What is needed is a small, tightly organised, but empowered group of policymakers, policy researchers and even younger politicians who are charged with thinking about India’s future and the policy strategies required to secure prosperity and productivity. Such a group should not seek to put out the daily fires that beset every government, but apply its strategic reasoning to all current policies and programs under review, and to new ones that no one is yet thinking about.

Dr Shekhar Shah is Director-General of the National Council of Applied Economic Research (NCAER), New Delhi. Dr Rajesh Chadha is the Senior Research Counsellor at NCAER.

This article summarises a paper prepared for the 37th Pacific Trade and Development Conference.

2 responses to “Why India’s policymakers need to fire on all cylinders”

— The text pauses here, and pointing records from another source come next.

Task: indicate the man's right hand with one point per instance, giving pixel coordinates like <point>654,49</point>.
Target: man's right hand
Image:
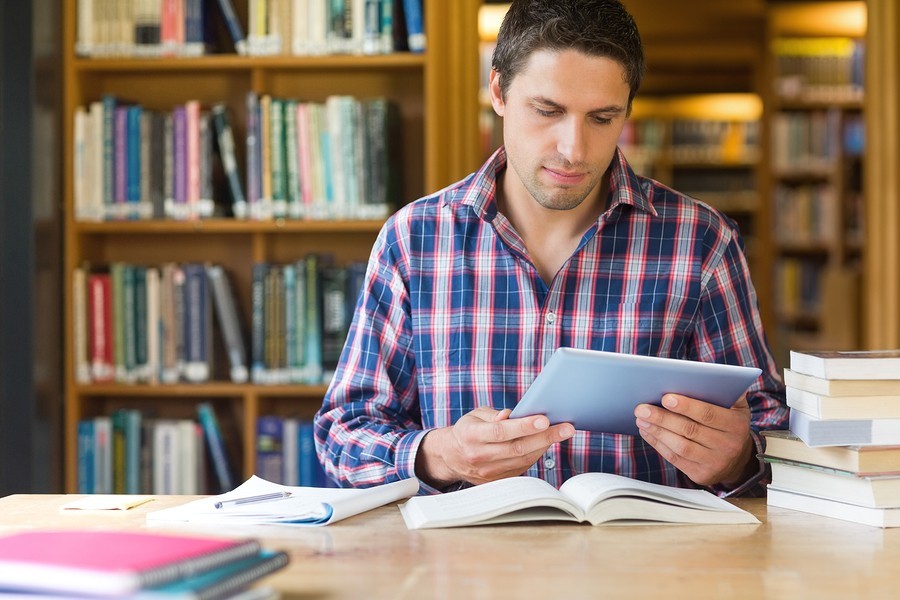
<point>485,445</point>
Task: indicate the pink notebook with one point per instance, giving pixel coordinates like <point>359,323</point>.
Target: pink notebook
<point>109,563</point>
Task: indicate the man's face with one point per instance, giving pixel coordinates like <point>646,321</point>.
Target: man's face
<point>562,117</point>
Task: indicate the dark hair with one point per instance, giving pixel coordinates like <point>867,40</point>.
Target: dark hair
<point>594,27</point>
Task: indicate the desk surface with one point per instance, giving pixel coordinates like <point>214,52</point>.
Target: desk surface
<point>790,555</point>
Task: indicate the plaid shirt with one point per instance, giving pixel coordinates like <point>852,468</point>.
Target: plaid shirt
<point>453,315</point>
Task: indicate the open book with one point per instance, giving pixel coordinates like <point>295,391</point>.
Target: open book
<point>590,497</point>
<point>299,506</point>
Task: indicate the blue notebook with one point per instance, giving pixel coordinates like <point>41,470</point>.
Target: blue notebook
<point>598,391</point>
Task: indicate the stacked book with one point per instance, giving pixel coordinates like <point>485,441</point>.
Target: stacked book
<point>841,457</point>
<point>132,564</point>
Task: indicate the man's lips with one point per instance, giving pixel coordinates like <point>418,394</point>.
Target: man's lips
<point>565,177</point>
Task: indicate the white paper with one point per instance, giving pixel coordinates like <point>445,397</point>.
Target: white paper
<point>306,506</point>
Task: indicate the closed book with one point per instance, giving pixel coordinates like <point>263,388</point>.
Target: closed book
<point>844,407</point>
<point>845,432</point>
<point>269,440</point>
<point>877,517</point>
<point>863,364</point>
<point>222,582</point>
<point>415,25</point>
<point>877,491</point>
<point>842,387</point>
<point>229,323</point>
<point>235,29</point>
<point>857,459</point>
<point>216,445</point>
<point>110,563</point>
<point>225,142</point>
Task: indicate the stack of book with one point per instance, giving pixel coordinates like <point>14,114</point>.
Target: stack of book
<point>121,564</point>
<point>841,457</point>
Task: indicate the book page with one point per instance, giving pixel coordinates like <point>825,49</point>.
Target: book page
<point>486,502</point>
<point>306,506</point>
<point>589,489</point>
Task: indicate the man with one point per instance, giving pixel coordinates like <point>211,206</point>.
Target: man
<point>553,242</point>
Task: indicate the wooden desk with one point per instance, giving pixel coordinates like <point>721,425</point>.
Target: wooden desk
<point>791,555</point>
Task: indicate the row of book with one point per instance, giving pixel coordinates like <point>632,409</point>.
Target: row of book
<point>304,160</point>
<point>805,141</point>
<point>286,452</point>
<point>129,452</point>
<point>819,69</point>
<point>841,457</point>
<point>806,213</point>
<point>798,286</point>
<point>301,314</point>
<point>311,160</point>
<point>135,163</point>
<point>706,140</point>
<point>149,324</point>
<point>150,28</point>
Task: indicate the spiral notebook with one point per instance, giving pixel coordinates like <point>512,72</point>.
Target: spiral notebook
<point>110,563</point>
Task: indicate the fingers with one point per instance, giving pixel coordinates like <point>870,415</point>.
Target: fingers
<point>487,444</point>
<point>704,441</point>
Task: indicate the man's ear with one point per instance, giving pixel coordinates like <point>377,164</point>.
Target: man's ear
<point>496,93</point>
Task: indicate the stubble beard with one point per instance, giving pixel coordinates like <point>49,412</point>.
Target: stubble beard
<point>555,198</point>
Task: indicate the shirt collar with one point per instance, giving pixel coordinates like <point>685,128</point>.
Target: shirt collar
<point>480,190</point>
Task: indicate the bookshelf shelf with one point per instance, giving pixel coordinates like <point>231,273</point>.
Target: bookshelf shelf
<point>435,95</point>
<point>231,62</point>
<point>188,392</point>
<point>226,226</point>
<point>814,133</point>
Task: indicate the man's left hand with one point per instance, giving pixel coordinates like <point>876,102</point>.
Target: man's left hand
<point>708,443</point>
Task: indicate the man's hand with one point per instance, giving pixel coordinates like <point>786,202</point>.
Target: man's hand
<point>485,445</point>
<point>708,443</point>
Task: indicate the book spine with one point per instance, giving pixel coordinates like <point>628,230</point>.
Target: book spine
<point>277,153</point>
<point>216,445</point>
<point>291,451</point>
<point>103,455</point>
<point>132,424</point>
<point>133,158</point>
<point>80,319</point>
<point>141,357</point>
<point>258,366</point>
<point>235,30</point>
<point>334,317</point>
<point>269,438</point>
<point>415,25</point>
<point>224,303</point>
<point>196,330</point>
<point>294,195</point>
<point>101,351</point>
<point>86,456</point>
<point>254,164</point>
<point>225,139</point>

  1. Shekhar and Rajesh. Quite a good story on the sectoral issues confronting India but you suggest the ‘registered manufacturing sector in India uses skilled labour more intensively’ and will need to change to absorb the less skilled informal workforce. The reality is that due to global competition there is no market for manufactured goods that are produced with low skills and poor technology which usually results in poor quality goods. I dont know why universities continue to teach this idea that all less developed countries and regions need to do is start manufacturing labour intensive goods and everything falls into place. No consumers want this poor quality stuff anymore. And its not such a problem that the informal sector finds a way around the regulations of the formal sector. There would be much more to worry about if the informal sector didn’t find a away around the constraints.